Her name means "Gorgon Slayer", a tribute to her father who killed Medusa, the mortal Gorgon. Gorgophone is a central figure in the history of Sparta, having been married to two kings, Oebalus of Sparta (actually Lakonia, Sparta's region) and Perieres of Messenia, the region to the west of Lakonia which Sparta, in the late 8th or early 7th century B.C. enslaved. She was of Lelege descent, the Leleges being a people of Asia Minor who settled in Lakonia. One of the sons of Oibalos and Gorgophone was Tundareus, father of Helen of Troy, Clytemnestra, Castor, and Pollux, and another was Ikarios, father of Odysseus's wife, Penelope. Thus Perseus's descendants played a central role in the Homeric epics and the pre-history of Greece, however we choose to understand the figure of Perseus himself. The most famous historical Spartan woman derived her name from Gorgophone, that is, Gorgo, the daughter of the great Spartan king Cleomenes. Gorgo was born about 507 B.C. After her father's rather awful death she married his brother, Leonidas, who became king and was the hero of the battle of Thermopylae in 480 B.C. Like her namesake Gorgophone, Gorgo remarried another Spartan king, and spawned yet another.
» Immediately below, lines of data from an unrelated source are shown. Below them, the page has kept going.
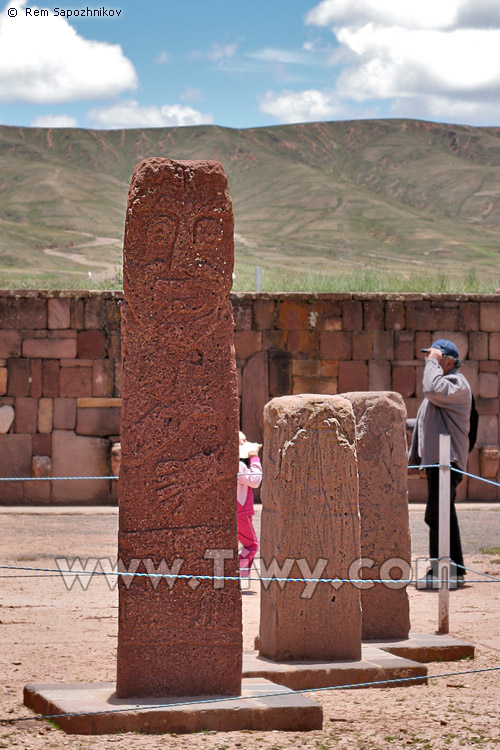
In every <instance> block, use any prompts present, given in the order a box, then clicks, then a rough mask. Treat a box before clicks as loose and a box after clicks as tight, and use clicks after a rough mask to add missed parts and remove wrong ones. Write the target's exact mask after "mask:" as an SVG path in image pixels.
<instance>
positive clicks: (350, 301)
mask: <svg viewBox="0 0 500 750" xmlns="http://www.w3.org/2000/svg"><path fill="white" fill-rule="evenodd" d="M342 329H343V330H344V331H362V330H363V305H362V303H361V302H359V301H358V300H345V301H344V302H343V303H342Z"/></svg>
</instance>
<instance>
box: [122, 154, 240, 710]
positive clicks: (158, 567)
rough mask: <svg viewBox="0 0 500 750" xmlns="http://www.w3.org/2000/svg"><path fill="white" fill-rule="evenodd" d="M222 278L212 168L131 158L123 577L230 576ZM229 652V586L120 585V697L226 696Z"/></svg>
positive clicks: (123, 434)
mask: <svg viewBox="0 0 500 750" xmlns="http://www.w3.org/2000/svg"><path fill="white" fill-rule="evenodd" d="M232 270H233V215H232V206H231V199H230V197H229V193H228V187H227V180H226V177H225V174H224V171H223V169H222V167H221V166H220V164H218V163H216V162H208V161H197V162H188V161H186V162H176V161H171V160H170V159H159V158H155V159H147V160H146V161H143V162H141V164H139V165H138V166H137V167H136V169H135V172H134V174H133V177H132V181H131V186H130V191H129V198H128V205H127V216H126V227H125V246H124V279H123V281H124V303H123V308H122V342H123V403H122V413H121V420H122V421H121V449H122V458H121V467H120V480H119V506H120V519H119V542H118V546H119V558H120V560H121V561H122V562H121V565H122V568H125V569H129V566H132V568H131V569H132V570H133V569H137V570H139V571H145V570H148V569H149V572H151V571H155V570H158V568H159V566H162V567H160V572H161V571H163V572H166V573H168V572H172V571H173V572H176V573H181V574H183V573H187V574H189V573H195V574H208V575H213V574H214V570H215V573H216V574H217V573H220V572H222V566H223V565H224V563H225V574H226V575H236V576H237V575H238V555H237V541H236V512H235V503H236V475H237V472H238V397H237V380H236V364H235V356H234V347H233V316H232V310H231V305H230V300H229V292H230V289H231V284H232ZM138 561H142V562H141V564H140V566H139V567H138V568H137V567H136V566H137V565H138ZM144 561H146V562H144ZM167 566H168V567H167ZM241 656H242V625H241V593H240V590H239V585H238V581H231V582H225V583H224V584H223V583H222V582H215V583H214V582H209V581H204V582H200V581H196V580H194V579H190V580H189V581H188V580H177V581H175V582H174V581H172V580H170V582H167V580H162V581H161V582H159V583H158V579H156V580H150V579H147V578H140V579H138V578H135V579H134V580H133V582H132V583H130V579H125V578H123V579H120V584H119V629H118V668H117V695H118V696H119V697H121V698H124V697H132V696H133V697H141V696H147V695H156V696H159V695H162V696H186V695H189V696H198V695H208V694H219V695H229V694H231V695H238V694H239V693H240V689H241Z"/></svg>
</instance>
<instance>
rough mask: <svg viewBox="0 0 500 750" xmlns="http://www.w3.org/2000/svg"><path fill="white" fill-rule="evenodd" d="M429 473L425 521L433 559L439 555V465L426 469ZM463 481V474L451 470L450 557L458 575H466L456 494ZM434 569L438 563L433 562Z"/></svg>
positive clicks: (435, 562)
mask: <svg viewBox="0 0 500 750" xmlns="http://www.w3.org/2000/svg"><path fill="white" fill-rule="evenodd" d="M425 471H426V473H427V492H428V494H427V506H426V508H425V523H426V524H427V526H428V527H429V554H430V557H431V558H432V559H436V558H438V557H439V467H437V466H436V467H435V468H434V467H433V468H432V469H426V470H425ZM461 481H462V475H461V474H458V472H456V471H450V558H451V560H452V561H453V562H454V563H455V564H456V566H457V575H459V576H461V575H465V567H464V557H463V554H462V542H461V540H460V528H459V526H458V517H457V511H456V509H455V496H456V494H457V486H458V485H459V484H460V482H461ZM432 569H433V571H435V570H436V569H437V563H436V562H433V563H432Z"/></svg>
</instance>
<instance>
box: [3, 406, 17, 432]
mask: <svg viewBox="0 0 500 750" xmlns="http://www.w3.org/2000/svg"><path fill="white" fill-rule="evenodd" d="M15 415H16V413H15V411H14V407H13V406H10V404H5V405H3V406H0V435H5V434H6V433H7V432H8V431H9V430H10V428H11V425H12V422H13V421H14V417H15Z"/></svg>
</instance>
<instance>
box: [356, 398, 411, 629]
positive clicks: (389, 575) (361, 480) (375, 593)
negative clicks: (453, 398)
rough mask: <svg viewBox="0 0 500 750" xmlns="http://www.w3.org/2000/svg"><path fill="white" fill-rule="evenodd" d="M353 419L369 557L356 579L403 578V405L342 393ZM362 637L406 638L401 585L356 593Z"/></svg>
mask: <svg viewBox="0 0 500 750" xmlns="http://www.w3.org/2000/svg"><path fill="white" fill-rule="evenodd" d="M342 396H343V398H346V399H348V400H349V401H350V402H351V403H352V406H353V411H354V418H355V421H356V454H357V457H358V472H359V513H360V516H361V557H362V558H364V559H365V560H370V561H373V564H371V562H370V563H368V564H366V563H365V566H364V567H363V568H362V569H361V570H360V572H359V577H361V578H383V579H389V578H392V577H395V578H396V579H408V578H409V577H410V570H411V548H410V528H409V516H408V486H407V475H408V470H407V465H408V461H407V451H406V409H405V406H404V402H403V399H402V397H401V395H400V394H399V393H392V392H385V393H382V392H379V393H344V394H342ZM361 606H362V610H363V638H366V639H371V640H375V639H384V638H407V637H408V633H409V631H410V610H409V603H408V595H407V593H406V585H405V584H403V585H401V584H400V585H399V587H398V588H389V586H386V585H383V584H374V585H372V586H371V587H369V588H368V589H366V590H362V592H361Z"/></svg>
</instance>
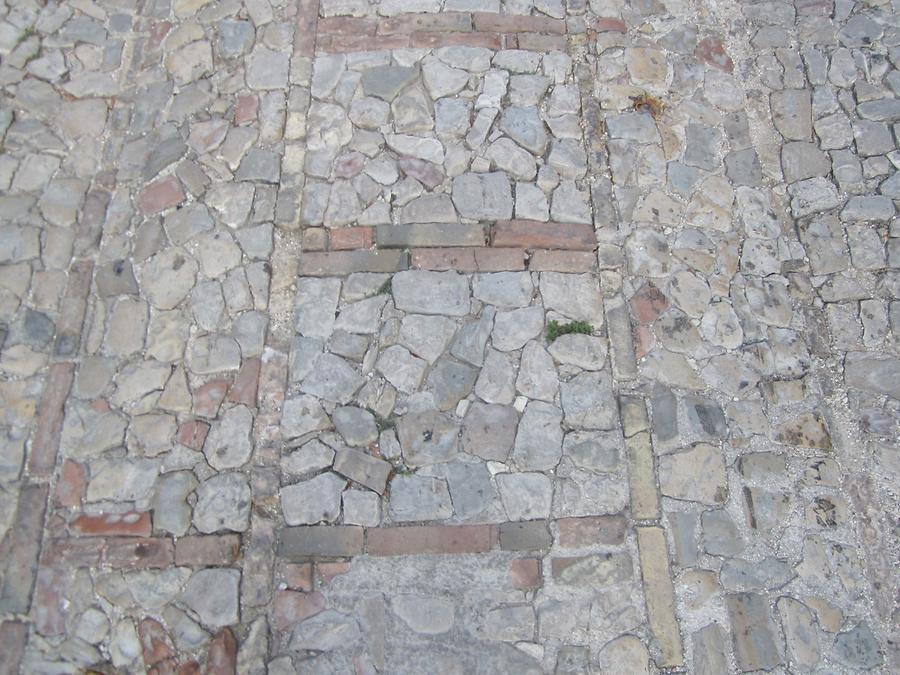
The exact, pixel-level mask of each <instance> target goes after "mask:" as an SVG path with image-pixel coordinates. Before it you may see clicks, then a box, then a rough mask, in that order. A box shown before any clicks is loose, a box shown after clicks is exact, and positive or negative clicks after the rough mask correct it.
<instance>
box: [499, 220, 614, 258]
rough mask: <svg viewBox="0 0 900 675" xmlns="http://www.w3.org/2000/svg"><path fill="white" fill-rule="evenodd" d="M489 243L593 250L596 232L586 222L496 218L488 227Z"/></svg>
mask: <svg viewBox="0 0 900 675" xmlns="http://www.w3.org/2000/svg"><path fill="white" fill-rule="evenodd" d="M491 234H492V237H491V245H492V246H497V247H501V246H512V247H516V248H550V249H565V250H568V251H593V250H594V249H596V248H597V235H596V233H595V232H594V228H593V227H591V226H590V225H585V224H580V223H542V222H539V221H536V220H499V221H497V222H496V223H495V224H494V226H493V227H492V228H491Z"/></svg>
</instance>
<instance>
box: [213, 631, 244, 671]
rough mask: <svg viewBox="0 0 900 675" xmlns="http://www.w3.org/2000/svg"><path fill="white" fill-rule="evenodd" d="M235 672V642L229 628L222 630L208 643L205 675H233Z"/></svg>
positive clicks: (235, 646)
mask: <svg viewBox="0 0 900 675" xmlns="http://www.w3.org/2000/svg"><path fill="white" fill-rule="evenodd" d="M236 672H237V640H236V639H235V638H234V633H232V632H231V629H230V628H223V629H222V630H220V631H219V632H218V633H217V634H216V637H214V638H213V639H212V642H210V643H209V650H208V651H207V652H206V675H235V673H236Z"/></svg>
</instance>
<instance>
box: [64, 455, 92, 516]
mask: <svg viewBox="0 0 900 675" xmlns="http://www.w3.org/2000/svg"><path fill="white" fill-rule="evenodd" d="M86 486H87V471H86V470H85V468H84V465H83V464H79V463H78V462H76V461H73V460H71V459H67V460H66V461H64V462H63V465H62V469H60V472H59V480H57V481H56V502H57V503H58V504H59V505H60V506H68V507H78V506H81V500H82V499H84V490H85V487H86Z"/></svg>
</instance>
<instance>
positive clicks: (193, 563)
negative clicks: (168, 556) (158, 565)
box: [175, 534, 241, 567]
mask: <svg viewBox="0 0 900 675" xmlns="http://www.w3.org/2000/svg"><path fill="white" fill-rule="evenodd" d="M240 555H241V536H240V535H239V534H208V535H194V536H188V537H181V538H180V539H179V540H178V542H177V543H176V544H175V564H176V565H186V566H189V567H208V566H218V565H231V564H233V563H235V562H236V561H237V559H238V557H239V556H240Z"/></svg>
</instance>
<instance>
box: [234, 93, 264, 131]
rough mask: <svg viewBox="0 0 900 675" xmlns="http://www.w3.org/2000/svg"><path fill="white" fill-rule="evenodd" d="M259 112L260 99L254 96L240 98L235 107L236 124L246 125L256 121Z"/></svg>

Gorgo herself was renowned in Spartan legend, and it is curious that she bore the name that was so closely identified with the legendary Perseus and his daughter, who, if they really lived, pre-dated Gorgo by over seven centuries. Chief sources for Gorgophone are Pausanias, books 2 and 4, and Apollodorus, Books 1 and 3. Plutarch's works contain a good deal on Gorgo, and she appears in a couple of Herodotus's anecdotes that emphasize her close ties with her father and his trust in her acuity of judgement.

Her first husband was Perieres, with whom she had two sons: Leucippus and Aphareus. Her second was Oebalus, with whom she was the mother of Hippocoon, Tyndareus and Icarius.